The test to see if your home soil is clay based, is to squash a handful into a ball and throw it up in the air, if you can catch it without it breaking up you’re in luck! Wherever possible, unless your soil is chalky or sandy, it is best and cheapest to use your own heavy garden loam. Be careful not to include peat or compost, both will add to nutrients in the water that encourage the dreaded blanket weed.

Commercial products

All sorts of composts are available from your local garden centre and many will call themselves Aquatic. Unfortunately most contain peat, which is really harmful to pond plants.  When saturated in water peat produces toxins that attack the roots of plants and lead to plant failure.

Over the years we have conducted many trials using commercially available aquatic composts. We have found by bitter experience that any commercial aquatic compost containing 40% or more organic material will probably kill pond plants by destroying the roots.

Some of the most popular aquatic composts contain so much peat that it actually dyes the water black. It is extremely difficult then to remove the dye and return the water to a natural state.

Water lilies

In our experienced, the best medium for planting water lilies is a soil-based aquatic compost. Water lilies need their roots to be held secure in the soil so that they are in no danger of being washed away.  Then they can grow their feeder roots out through the mesh of the basket to absorb the nutrients in the water.

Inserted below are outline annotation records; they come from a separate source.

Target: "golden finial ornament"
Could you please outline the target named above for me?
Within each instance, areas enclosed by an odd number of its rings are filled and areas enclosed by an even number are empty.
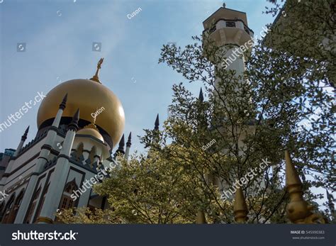
[[[197,211],[196,224],[206,224],[206,215],[202,210]]]
[[[285,151],[285,161],[286,190],[289,194],[290,201],[286,209],[287,218],[296,224],[327,223],[322,215],[313,213],[313,207],[303,199],[302,182],[287,150]]]
[[[247,220],[247,206],[240,187],[235,191],[233,213],[237,223],[245,223]]]
[[[93,80],[93,81],[95,81],[96,82],[101,84],[101,82],[99,81],[99,78],[98,77],[98,74],[99,73],[99,70],[101,68],[101,64],[103,63],[103,58],[101,58],[97,64],[97,69],[96,71],[96,74],[94,75],[92,78],[90,79],[90,80]]]

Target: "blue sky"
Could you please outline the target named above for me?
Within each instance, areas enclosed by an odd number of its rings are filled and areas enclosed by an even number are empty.
[[[225,1],[245,11],[249,26],[259,34],[273,21],[262,14],[264,0]],[[167,117],[172,86],[183,78],[158,64],[163,44],[184,46],[203,30],[202,22],[222,1],[0,0],[0,122],[15,113],[38,92],[60,82],[90,78],[100,57],[105,58],[100,80],[116,93],[125,113],[125,135],[132,131],[133,150],[142,147],[136,135],[152,128],[156,114]],[[127,17],[141,9],[138,15]],[[92,51],[92,43],[101,51]],[[25,43],[26,52],[17,44]],[[196,95],[201,84],[188,84]],[[0,133],[0,152],[16,148],[30,125],[28,141],[37,132],[40,104]]]

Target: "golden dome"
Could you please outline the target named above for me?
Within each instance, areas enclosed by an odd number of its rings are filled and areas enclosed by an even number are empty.
[[[125,126],[123,106],[111,90],[90,79],[69,80],[49,91],[38,108],[38,127],[45,121],[55,117],[60,104],[67,93],[67,106],[62,117],[72,117],[79,108],[80,119],[93,122],[96,114],[96,125],[110,135],[115,146],[121,138]]]
[[[104,142],[103,138],[101,133],[99,133],[99,130],[96,127],[94,124],[90,124],[89,125],[85,126],[84,128],[78,130],[76,133],[76,135],[81,134],[81,135],[89,135],[93,136],[96,138],[98,138],[101,142]]]

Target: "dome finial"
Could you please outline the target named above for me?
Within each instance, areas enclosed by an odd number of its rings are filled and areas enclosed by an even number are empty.
[[[93,81],[95,81],[96,82],[101,83],[101,82],[99,81],[99,78],[98,77],[98,74],[99,73],[99,70],[101,68],[101,64],[103,63],[103,58],[101,58],[97,64],[97,70],[96,71],[96,74],[94,74],[94,77],[90,79],[90,80],[93,80]]]

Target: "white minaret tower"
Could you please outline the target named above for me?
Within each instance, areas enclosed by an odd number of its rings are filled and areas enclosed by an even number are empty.
[[[204,33],[215,45],[227,50],[225,59],[217,65],[235,70],[237,75],[242,75],[245,70],[242,52],[250,50],[254,43],[254,33],[248,27],[246,13],[227,9],[224,4],[203,22],[203,26]]]
[[[207,58],[218,69],[224,68],[225,70],[235,71],[237,77],[243,75],[245,71],[245,55],[250,53],[254,44],[254,33],[248,27],[246,13],[227,9],[224,4],[223,7],[218,9],[205,20],[203,25],[204,27],[203,48],[205,51],[207,51],[206,54],[211,54],[207,55]],[[211,50],[210,43],[212,41],[214,42],[215,48],[219,48],[218,52],[214,53],[213,50]],[[213,55],[217,57],[215,58]],[[220,78],[216,77],[215,81],[215,88],[219,91],[220,91],[218,88],[220,79]],[[239,79],[238,82],[247,83],[242,77]],[[237,88],[237,90],[238,90]],[[230,111],[235,111],[239,106],[239,105],[230,105],[225,108]],[[238,149],[243,150],[246,147],[244,139],[255,130],[254,119],[250,119],[250,122],[245,127],[236,127],[235,129],[237,129],[235,136],[227,132],[226,129],[223,128],[221,130],[229,139],[235,139],[235,137],[239,136]],[[226,152],[228,150],[223,150],[223,151]],[[244,155],[245,152],[240,150],[240,154]],[[233,180],[237,178],[236,175],[236,174],[232,174]],[[262,180],[258,181],[262,182]],[[213,182],[218,184],[218,188],[222,191],[228,191],[230,187],[229,184],[221,181],[214,179]],[[234,195],[235,192],[235,191],[233,191],[232,195]]]

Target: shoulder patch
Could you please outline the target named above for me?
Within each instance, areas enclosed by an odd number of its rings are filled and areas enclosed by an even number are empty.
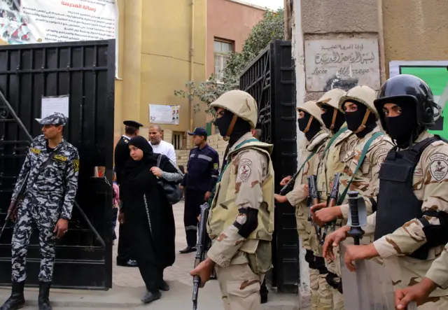
[[[75,172],[79,171],[79,159],[76,159],[73,161],[73,167]]]
[[[241,160],[238,167],[238,176],[241,181],[246,182],[252,172],[252,161],[250,160]]]
[[[41,154],[41,150],[39,150],[38,148],[31,148],[31,151],[33,152],[34,154],[36,154],[36,155]]]
[[[429,157],[429,171],[431,176],[438,182],[441,182],[448,174],[448,155],[436,153]]]

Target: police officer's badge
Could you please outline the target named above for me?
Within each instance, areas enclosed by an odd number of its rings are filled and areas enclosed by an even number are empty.
[[[75,160],[73,161],[73,167],[75,172],[78,172],[79,171],[79,160]]]

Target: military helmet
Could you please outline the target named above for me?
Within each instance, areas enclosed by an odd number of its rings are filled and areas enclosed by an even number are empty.
[[[321,123],[321,126],[325,126],[323,120],[322,120],[322,113],[321,112],[321,109],[316,104],[316,102],[314,101],[307,101],[298,106],[297,111],[298,112],[302,110],[307,112],[308,114],[316,118]]]
[[[252,129],[256,126],[258,107],[255,99],[246,92],[237,90],[227,92],[212,102],[210,107],[215,110],[222,108],[232,112],[248,122]]]
[[[340,88],[333,88],[323,94],[323,96],[317,101],[316,104],[321,108],[323,104],[328,104],[344,113],[344,111],[339,107],[339,99],[346,94],[346,92]]]
[[[383,106],[403,99],[415,104],[419,125],[426,127],[434,126],[434,108],[438,108],[438,106],[434,102],[431,89],[416,76],[400,74],[389,78],[383,84],[374,101],[383,127],[386,128]]]
[[[368,110],[370,111],[375,115],[375,120],[378,120],[379,115],[375,106],[373,104],[373,101],[377,98],[377,92],[372,90],[368,86],[355,86],[347,93],[342,96],[339,100],[339,108],[341,111],[344,111],[344,104],[345,101],[353,100],[360,104],[364,104]]]

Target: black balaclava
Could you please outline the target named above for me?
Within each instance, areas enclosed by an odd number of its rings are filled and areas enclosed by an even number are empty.
[[[401,108],[401,114],[389,118],[385,116],[387,134],[400,148],[409,147],[425,128],[419,125],[415,104],[404,101],[394,102]]]
[[[299,129],[305,134],[307,140],[309,141],[321,131],[321,123],[313,117],[309,125],[312,115],[308,112],[305,112],[303,110],[302,111],[304,113],[304,116],[302,118],[298,118],[297,122],[299,124]]]
[[[326,110],[326,112],[321,115],[325,127],[333,133],[339,132],[339,129],[341,129],[341,127],[342,127],[342,125],[345,122],[344,113],[339,111],[339,109],[327,104],[323,104],[322,108]],[[333,118],[335,117],[335,113],[336,113],[336,118],[335,119],[335,123],[332,125],[333,127],[332,128],[331,125]]]
[[[367,106],[360,102],[356,102],[354,100],[351,100],[351,102],[356,104],[358,110],[355,112],[345,112],[344,117],[345,121],[347,122],[347,128],[356,134],[358,138],[364,138],[367,134],[372,132],[377,126],[375,115],[370,112],[365,124],[364,124],[365,127],[359,132],[356,132],[363,125],[368,108]]]

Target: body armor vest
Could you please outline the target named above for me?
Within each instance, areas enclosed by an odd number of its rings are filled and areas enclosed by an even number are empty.
[[[396,151],[392,149],[388,153],[379,171],[374,240],[393,232],[414,218],[423,216],[423,202],[414,194],[414,170],[423,151],[440,139],[435,136],[420,141],[407,150]],[[430,246],[424,244],[409,256],[426,260],[429,249]]]

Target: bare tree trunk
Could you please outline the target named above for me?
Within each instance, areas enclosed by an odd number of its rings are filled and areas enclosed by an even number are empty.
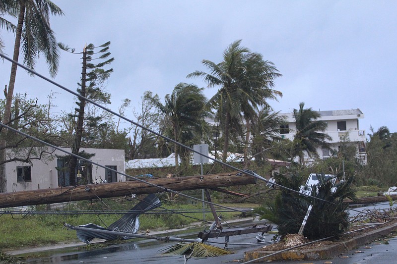
[[[223,153],[222,155],[222,161],[226,163],[227,158],[227,150],[229,148],[229,127],[230,125],[230,113],[229,110],[226,110],[226,119],[225,120],[225,129],[223,131]]]
[[[177,136],[177,126],[176,125],[174,125],[174,140],[175,141],[178,141],[178,136]],[[176,143],[174,143],[175,147],[174,148],[174,150],[175,151],[175,170],[178,172],[178,166],[179,166],[179,162],[178,160],[178,152],[179,151],[179,148]]]
[[[22,28],[23,25],[23,19],[25,17],[25,3],[23,1],[21,1],[19,15],[18,17],[18,24],[16,27],[15,34],[15,42],[14,44],[14,54],[12,59],[18,61],[19,58],[19,48],[21,45],[21,37],[22,36]],[[4,116],[3,117],[3,124],[8,124],[9,122],[10,114],[11,113],[11,106],[12,103],[12,96],[14,94],[14,86],[15,83],[16,76],[17,65],[12,63],[11,65],[11,73],[10,73],[9,83],[8,89],[7,91],[7,96],[5,101],[5,106],[4,109]],[[5,148],[7,146],[7,130],[3,128],[1,131],[1,138],[0,139],[0,160],[5,160]],[[5,172],[5,164],[0,165],[0,193],[5,193],[7,191],[7,178]]]
[[[83,66],[81,72],[81,95],[86,97],[85,75],[87,70],[87,52],[86,47],[83,50]],[[85,107],[85,100],[80,98],[78,115],[77,116],[77,123],[76,127],[76,134],[73,142],[73,147],[71,153],[76,155],[78,155],[80,151],[80,146],[81,144],[81,137],[83,134],[83,124],[84,123],[84,108]],[[76,179],[76,166],[77,166],[77,158],[74,156],[70,157],[69,163],[69,181],[70,185],[75,185],[77,183]]]
[[[244,158],[244,168],[246,169],[250,165],[250,161],[248,160],[248,145],[250,142],[250,137],[251,132],[251,123],[250,120],[246,119],[246,134],[245,142],[244,142],[244,149],[243,151]]]

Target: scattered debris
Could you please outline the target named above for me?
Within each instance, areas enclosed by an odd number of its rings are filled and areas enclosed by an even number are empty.
[[[92,229],[92,231],[77,230],[77,238],[86,244],[95,238],[101,238],[106,240],[113,240],[120,238],[120,236],[112,234],[105,234],[98,232],[96,230],[118,231],[126,233],[135,234],[139,227],[139,214],[146,211],[157,208],[161,205],[161,202],[153,194],[149,194],[133,207],[128,212],[124,214],[120,219],[112,223],[108,227],[103,227],[93,223],[79,225],[82,227],[87,227]],[[131,237],[124,236],[123,239],[129,239]]]

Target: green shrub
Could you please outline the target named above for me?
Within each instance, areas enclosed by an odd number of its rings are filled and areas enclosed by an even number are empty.
[[[312,204],[311,213],[303,232],[305,236],[319,239],[342,234],[349,225],[348,215],[345,211],[348,205],[343,200],[347,197],[355,199],[351,187],[354,179],[350,177],[336,185],[336,191],[332,193],[332,181],[326,180],[324,175],[318,177],[321,185],[312,186],[312,196],[325,201],[282,189],[274,202],[256,209],[256,212],[262,215],[262,219],[276,224],[279,234],[284,236],[298,233],[309,206]],[[279,184],[297,191],[303,180],[297,173],[290,177],[278,174],[275,178]]]

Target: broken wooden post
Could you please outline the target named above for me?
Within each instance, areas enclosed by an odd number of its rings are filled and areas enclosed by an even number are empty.
[[[164,192],[164,190],[159,189],[158,186],[179,191],[254,184],[256,182],[256,179],[251,176],[245,174],[237,176],[236,174],[234,172],[205,176],[154,179],[145,181],[156,186],[132,180],[2,193],[0,194],[0,208]]]

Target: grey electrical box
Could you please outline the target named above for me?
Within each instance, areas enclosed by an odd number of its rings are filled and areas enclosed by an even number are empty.
[[[193,146],[193,149],[208,156],[208,144],[199,144]],[[196,152],[193,154],[193,160],[195,163],[208,163],[208,158]]]

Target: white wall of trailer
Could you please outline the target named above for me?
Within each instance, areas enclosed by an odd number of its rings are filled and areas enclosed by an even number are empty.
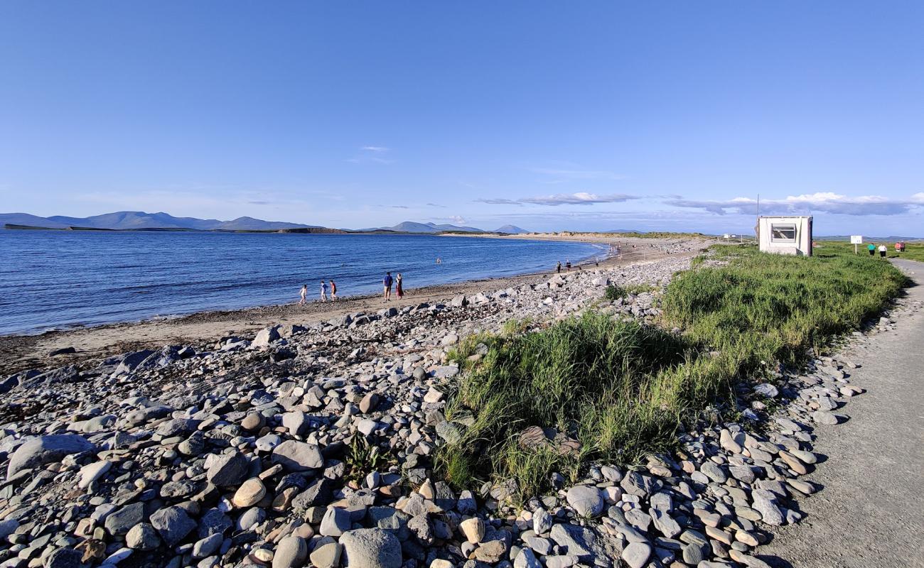
[[[758,217],[757,225],[758,240],[763,252],[811,256],[811,217]]]

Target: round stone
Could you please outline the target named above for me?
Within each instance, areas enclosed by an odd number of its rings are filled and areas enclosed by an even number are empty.
[[[266,496],[266,486],[259,477],[251,477],[241,484],[235,491],[231,502],[235,507],[251,507]]]

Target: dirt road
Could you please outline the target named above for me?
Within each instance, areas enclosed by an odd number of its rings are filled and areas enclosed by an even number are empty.
[[[904,302],[924,302],[924,263],[894,263],[915,272]],[[814,451],[828,459],[806,479],[824,489],[801,502],[803,523],[760,548],[773,566],[924,567],[924,309],[894,321],[845,355],[868,392],[839,411],[845,424],[818,431]]]

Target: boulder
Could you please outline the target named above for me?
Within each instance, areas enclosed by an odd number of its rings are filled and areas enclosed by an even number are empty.
[[[358,528],[345,532],[340,544],[350,568],[401,568],[401,542],[381,528]]]
[[[324,458],[312,443],[286,440],[273,449],[273,463],[287,471],[308,471],[323,467]]]
[[[32,438],[17,448],[6,466],[9,479],[23,469],[41,467],[45,464],[57,462],[66,455],[93,452],[96,446],[77,434],[51,434]]]

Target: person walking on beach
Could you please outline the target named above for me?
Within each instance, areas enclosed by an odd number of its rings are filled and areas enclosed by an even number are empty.
[[[394,280],[392,279],[392,273],[391,272],[385,272],[385,277],[382,279],[382,287],[383,287],[382,293],[383,293],[383,296],[384,297],[384,301],[386,301],[386,302],[389,301],[390,299],[392,299],[392,283],[393,282],[394,282]]]

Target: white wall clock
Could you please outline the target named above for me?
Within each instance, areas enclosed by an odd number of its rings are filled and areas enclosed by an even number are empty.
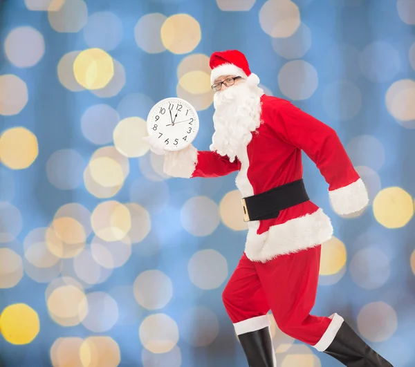
[[[196,138],[199,120],[194,107],[187,101],[169,97],[157,102],[147,117],[149,135],[163,141],[165,149],[180,151]]]

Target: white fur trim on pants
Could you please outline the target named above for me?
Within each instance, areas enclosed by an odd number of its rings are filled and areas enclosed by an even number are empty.
[[[329,216],[320,208],[311,214],[288,220],[257,234],[259,222],[248,222],[245,254],[252,261],[265,263],[279,255],[321,245],[333,236]]]
[[[197,149],[190,144],[178,151],[169,151],[165,156],[164,172],[172,177],[190,178],[197,164]]]
[[[241,68],[239,68],[233,64],[223,64],[220,66],[212,69],[212,73],[210,73],[210,82],[213,84],[216,78],[225,75],[235,75],[246,79],[248,77],[245,72]]]
[[[344,321],[341,316],[339,316],[338,314],[333,314],[330,317],[330,319],[332,319],[330,325],[329,325],[329,328],[323,334],[322,339],[320,339],[317,344],[313,346],[315,349],[317,349],[319,352],[324,352],[329,348],[330,344],[334,340],[342,323]]]
[[[251,331],[259,330],[270,326],[270,319],[268,314],[251,317],[247,320],[234,323],[237,335],[250,332]]]
[[[367,191],[361,178],[344,187],[329,191],[329,197],[333,209],[340,215],[359,211],[369,203]]]

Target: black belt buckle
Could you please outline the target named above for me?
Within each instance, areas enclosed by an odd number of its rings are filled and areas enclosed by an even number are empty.
[[[241,203],[242,203],[242,208],[243,209],[243,221],[249,222],[249,213],[248,212],[248,207],[246,207],[246,202],[245,201],[245,198],[241,199]]]
[[[261,194],[241,199],[243,221],[275,218],[282,210],[308,200],[302,179],[282,185]]]

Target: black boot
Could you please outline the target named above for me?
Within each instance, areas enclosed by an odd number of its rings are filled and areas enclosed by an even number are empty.
[[[270,328],[238,335],[250,367],[276,367]]]
[[[393,367],[343,321],[325,353],[347,367]]]

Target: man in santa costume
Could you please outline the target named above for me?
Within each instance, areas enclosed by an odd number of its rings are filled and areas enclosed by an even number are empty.
[[[174,177],[218,177],[239,171],[236,185],[248,222],[245,250],[223,293],[250,367],[275,366],[267,313],[279,329],[351,367],[391,364],[335,313],[310,314],[317,293],[321,243],[333,234],[330,218],[307,196],[302,151],[329,184],[339,214],[362,210],[369,199],[335,131],[290,102],[268,96],[237,50],[210,58],[215,112],[210,151],[192,145],[167,152]],[[299,366],[300,367],[300,366]]]

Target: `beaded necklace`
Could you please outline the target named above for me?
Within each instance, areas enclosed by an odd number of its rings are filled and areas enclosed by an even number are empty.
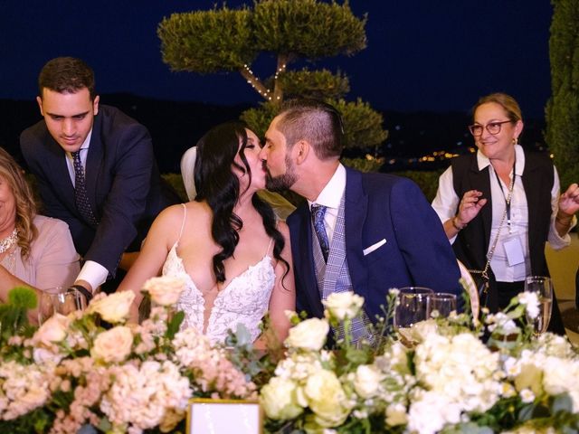
[[[14,246],[18,241],[18,230],[14,228],[10,235],[6,238],[0,240],[0,254],[5,251],[8,251],[8,250]]]

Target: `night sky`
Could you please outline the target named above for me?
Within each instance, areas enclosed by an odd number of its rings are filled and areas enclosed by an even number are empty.
[[[0,98],[33,99],[42,66],[71,55],[93,67],[100,93],[225,105],[258,102],[257,93],[237,73],[176,73],[161,61],[156,31],[162,18],[209,9],[214,3],[1,0]],[[339,68],[348,75],[348,99],[360,97],[378,109],[467,111],[479,96],[506,91],[519,101],[524,116],[544,116],[550,94],[548,0],[350,4],[357,16],[368,14],[367,48],[351,58],[309,65]],[[265,78],[273,65],[266,54],[253,71]]]

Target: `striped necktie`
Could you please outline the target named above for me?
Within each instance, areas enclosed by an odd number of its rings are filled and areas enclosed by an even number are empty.
[[[72,152],[72,163],[74,165],[74,202],[81,215],[90,226],[96,227],[99,222],[90,209],[89,195],[87,193],[86,179],[82,162],[81,162],[81,151]]]
[[[326,214],[326,207],[324,205],[311,205],[311,218],[314,222],[314,230],[316,236],[319,241],[319,247],[322,249],[324,260],[327,262],[327,255],[329,253],[329,241],[327,241],[327,233],[326,233],[326,225],[324,224],[324,215]]]

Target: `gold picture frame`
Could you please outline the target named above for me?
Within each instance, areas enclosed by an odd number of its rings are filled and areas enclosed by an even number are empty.
[[[263,434],[257,400],[193,398],[187,405],[187,434]]]

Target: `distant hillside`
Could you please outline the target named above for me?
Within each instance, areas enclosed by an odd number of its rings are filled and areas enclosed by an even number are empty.
[[[161,172],[178,172],[185,149],[194,146],[214,125],[239,118],[247,105],[217,106],[202,102],[175,102],[151,99],[129,94],[101,95],[100,102],[118,107],[145,125],[153,137],[155,153]],[[383,112],[388,138],[376,148],[349,151],[346,156],[370,153],[387,158],[418,157],[434,151],[468,152],[473,146],[465,113]],[[20,157],[18,137],[23,129],[41,120],[34,100],[0,99],[0,146]],[[545,147],[542,120],[526,120],[522,143],[528,147]],[[403,161],[403,160],[402,160]],[[432,165],[422,165],[430,169]],[[403,168],[400,165],[392,169]]]

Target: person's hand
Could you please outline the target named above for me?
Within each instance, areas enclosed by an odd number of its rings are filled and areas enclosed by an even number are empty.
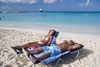
[[[27,52],[28,55],[31,55],[32,53],[30,51]]]

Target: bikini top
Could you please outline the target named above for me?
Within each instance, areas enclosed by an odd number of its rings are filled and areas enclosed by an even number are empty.
[[[43,37],[42,39],[44,39],[44,40],[46,40],[46,41],[48,41],[48,40],[49,40],[49,38],[48,38],[48,37]]]

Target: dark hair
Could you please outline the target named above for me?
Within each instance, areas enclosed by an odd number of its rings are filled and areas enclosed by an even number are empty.
[[[51,29],[50,31],[49,31],[49,33],[51,32],[51,31],[54,31],[54,33],[52,34],[53,36],[56,34],[56,31],[54,30],[54,29]]]

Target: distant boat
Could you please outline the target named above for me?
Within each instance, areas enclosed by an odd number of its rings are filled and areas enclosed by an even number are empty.
[[[40,9],[40,12],[43,12],[43,9]]]

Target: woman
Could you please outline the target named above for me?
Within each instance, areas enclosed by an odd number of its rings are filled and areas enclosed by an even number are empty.
[[[50,30],[49,33],[44,36],[39,42],[31,42],[31,43],[27,43],[24,44],[22,46],[15,46],[12,47],[14,50],[19,50],[21,48],[34,48],[37,49],[37,47],[39,46],[49,46],[49,44],[51,43],[53,37],[55,36],[56,31],[54,29]]]

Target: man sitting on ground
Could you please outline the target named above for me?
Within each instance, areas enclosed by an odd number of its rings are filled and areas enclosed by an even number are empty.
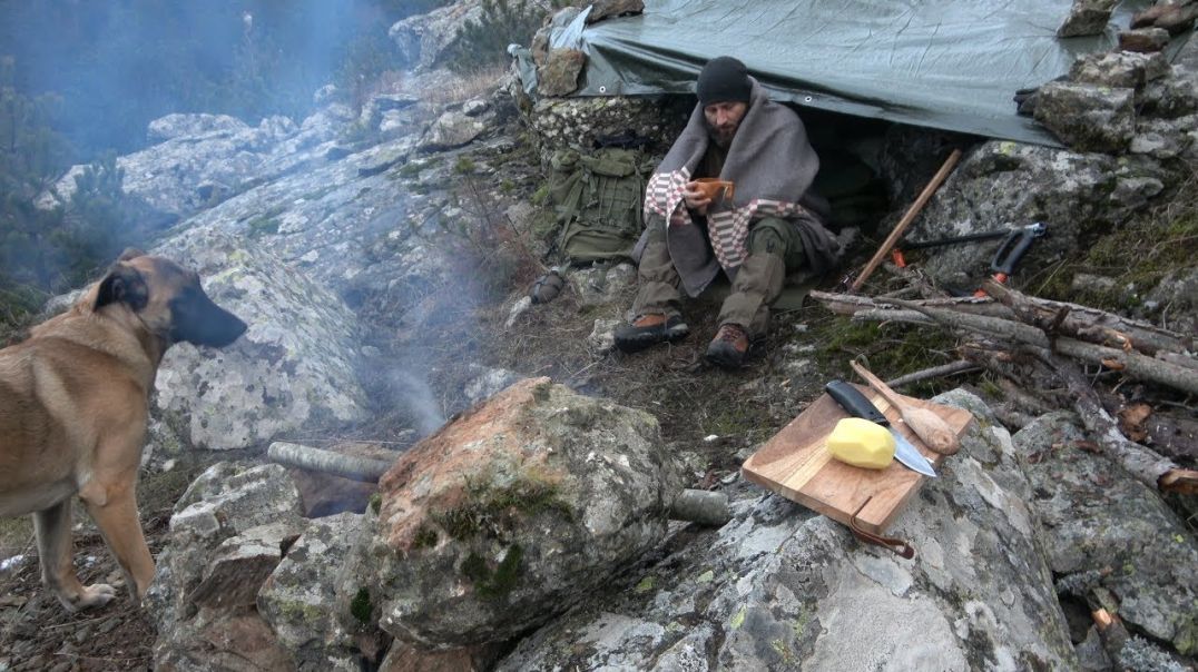
[[[734,368],[750,339],[766,334],[787,273],[803,265],[823,273],[840,246],[823,225],[827,201],[809,193],[819,158],[799,116],[731,56],[709,61],[695,92],[690,122],[646,188],[636,317],[616,331],[616,346],[635,352],[685,337],[679,283],[698,296],[722,270],[732,293],[707,358]],[[733,189],[713,200],[701,177]]]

If your own garden soil is not suitable, a reliable aquatic compost is a soil-based compost such as Westland Aquatic Compost, which is generally available from most garden centres.

Marginal plants

For many marginal plants, a purely soil-based compost may be a bit too heavy. We recommend a 50/50 mix of soil-based compost, or your own garden loam, with an M2 potting and bedding compost plus 30gm per 20lt of a general fertilizer such as Osmacote or Gro-more to give growth a boost.

It’s in the soil

It’s never ‘just soil’. We’ve spent years of trial and error trying out all kinds of growing medium from pure clay and ordinary garden loam to all the latest preparations available on the market. For many it may be just a matter of convenience, for us it is matter of the thriving plants and a surviving nursery.